Why am I saying that the Fed is in a dilemma? Come Sept18, the market expects the Fed to cut rates by 25 basis points with 2 more rate cuts thereafter. Now the big question - what if the Fed DO NOT cut rates? Simple - the market would likely fall sharply. If they cut rates by 25 or 50 basis points (within market expectations), chances are, the market would likely fall too but at a slower rate. Why? Buy on rumour, sell on fact! The markets have been rallying on expectations of a rate cut. I expect profit taking to set in should the Fed cut 25 or 50 basis pts of the rates.

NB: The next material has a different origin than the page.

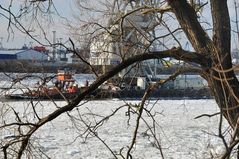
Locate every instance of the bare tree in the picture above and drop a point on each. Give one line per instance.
(131, 42)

So, where is the dilemma? The US Dollar!!! Fed cuts rates by more than 50basis, the US Dollar will plunge. The US dollar is starting to weaken against other major currencies as I write this mini piece. Would the Fed want a weak dollar when it is printing so much money. High debts would then become higher debts!!!
How does it affect the stock market? If the US dollar weakens, would fund managers wanna hold US stocks? In Euro terms, these stocks would be worth much less if US dollar depreciates. As US dollar weakens, then Fund managers would likely move the fund to other regions like Europe or Asia. Weak dollar drives away foreign investments. What would the Fed do next? Cut or Don't Cut?